India’s response to Russia’s invasion of Ukraine and its subsequent diplomatic actions were driven by the fundamental imperative to bring an integrated approach to the security and strategic challenges from its maritime and the continental neighbourhood. In a sense, India connects the Indo-Pacific with Eurasia. This is the thought behind India’s engagement with diverse plurilateral groupings like the Quad, I2U2, BIMSTEC, BRICS and SCO, alongside intensified bilateral engagement with the US, Europe, ASEAN, Japan, Australia and other partners.

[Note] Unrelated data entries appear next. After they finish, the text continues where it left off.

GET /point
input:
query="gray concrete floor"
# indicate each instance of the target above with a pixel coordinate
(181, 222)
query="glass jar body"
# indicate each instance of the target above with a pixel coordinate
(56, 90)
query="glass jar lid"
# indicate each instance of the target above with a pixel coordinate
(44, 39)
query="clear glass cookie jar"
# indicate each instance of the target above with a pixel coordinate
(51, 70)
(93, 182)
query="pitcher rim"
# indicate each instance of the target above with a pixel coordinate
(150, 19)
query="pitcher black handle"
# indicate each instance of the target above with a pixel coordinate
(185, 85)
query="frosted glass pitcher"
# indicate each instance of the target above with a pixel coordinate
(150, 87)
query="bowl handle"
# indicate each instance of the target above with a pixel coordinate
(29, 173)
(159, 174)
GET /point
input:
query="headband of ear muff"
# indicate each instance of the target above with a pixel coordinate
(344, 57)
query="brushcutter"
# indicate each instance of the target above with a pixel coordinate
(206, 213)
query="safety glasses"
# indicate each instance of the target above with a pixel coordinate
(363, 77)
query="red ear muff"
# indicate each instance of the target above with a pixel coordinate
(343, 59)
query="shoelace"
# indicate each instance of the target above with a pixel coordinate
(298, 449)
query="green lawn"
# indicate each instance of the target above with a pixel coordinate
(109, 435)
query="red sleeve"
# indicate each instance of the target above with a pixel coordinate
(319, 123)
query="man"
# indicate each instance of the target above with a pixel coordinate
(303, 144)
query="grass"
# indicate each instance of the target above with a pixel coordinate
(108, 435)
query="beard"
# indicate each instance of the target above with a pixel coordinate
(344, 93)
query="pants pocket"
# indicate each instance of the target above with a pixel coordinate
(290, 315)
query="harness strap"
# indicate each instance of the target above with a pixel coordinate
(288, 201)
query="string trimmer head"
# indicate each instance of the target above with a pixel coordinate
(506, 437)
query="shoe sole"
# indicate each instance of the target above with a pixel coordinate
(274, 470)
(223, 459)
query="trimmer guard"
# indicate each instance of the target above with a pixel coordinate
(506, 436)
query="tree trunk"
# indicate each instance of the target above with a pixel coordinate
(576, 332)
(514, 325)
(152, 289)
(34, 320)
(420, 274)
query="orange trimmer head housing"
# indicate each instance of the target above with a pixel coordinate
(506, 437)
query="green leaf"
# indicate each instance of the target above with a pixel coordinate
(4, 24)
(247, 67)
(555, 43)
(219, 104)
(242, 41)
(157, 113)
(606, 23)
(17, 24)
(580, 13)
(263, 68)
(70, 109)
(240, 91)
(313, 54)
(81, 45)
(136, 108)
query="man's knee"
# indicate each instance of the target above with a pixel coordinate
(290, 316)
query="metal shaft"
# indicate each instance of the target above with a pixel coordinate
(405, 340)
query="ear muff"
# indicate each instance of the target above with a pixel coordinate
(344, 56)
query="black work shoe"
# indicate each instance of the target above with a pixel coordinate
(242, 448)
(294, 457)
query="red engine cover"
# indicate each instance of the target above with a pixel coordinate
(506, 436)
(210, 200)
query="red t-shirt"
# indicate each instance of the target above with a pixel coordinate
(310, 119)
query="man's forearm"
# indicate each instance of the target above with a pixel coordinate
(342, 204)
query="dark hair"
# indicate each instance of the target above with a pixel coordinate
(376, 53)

"India has so far coped better with the political flux and the economic travails than most countries, with sure-footed diplomacy, political pragmatism and economic resilience."

There are other consequences of Covid and the war in Ukraine which impact India's national security strategy. We see a disruption in every institution and arrangement of globalisation, as geopolitics dominates decision-making on trade and economic policy. Multilateralism is now hostage to polarizations. The IMF has pointed to concerns about fragmentation of the global financial system. Supply chain resilience has become a popular refrain, but if closed groups of countries protect their own interests, it may severely impact the materials security of others. The experience with COVID-19 has brought into focus the imperative of all aspects of biosecurity: mechanisms need to be developed for mitigation of biothreats from natural outbreaks, accidental dissemination, biowarfare or bioterrorism.

Climate justice is vanishing: in their rush to boycott Russian energy supplies, rich countries have fallen back on the most polluting energy sources and have reneged on their commitment to assist energy transition costs of developing countries. India has to constantly recalibrate its strategies to achieve its climate commitments, while protecting economic growth, as well as energy, food and water security.

India has so far coped better with the political flux and the economic travails than most countries, with sure-footed diplomacy, political pragmatism and economic resilience. The overwhelming response to its invitation for the ‘Voice of the Global South’ Summit reflected a recognition of this fact in the developing world, much of which grapples with the high costs and shortages of food, fuel, fertilizers and finance, even as a climate emergency approaches.

As the world order appears to be in the throes of change, India – with its democratic, economic, geographic and demographic attributes – is in a position to participate meaningfully in shaping the course of this change.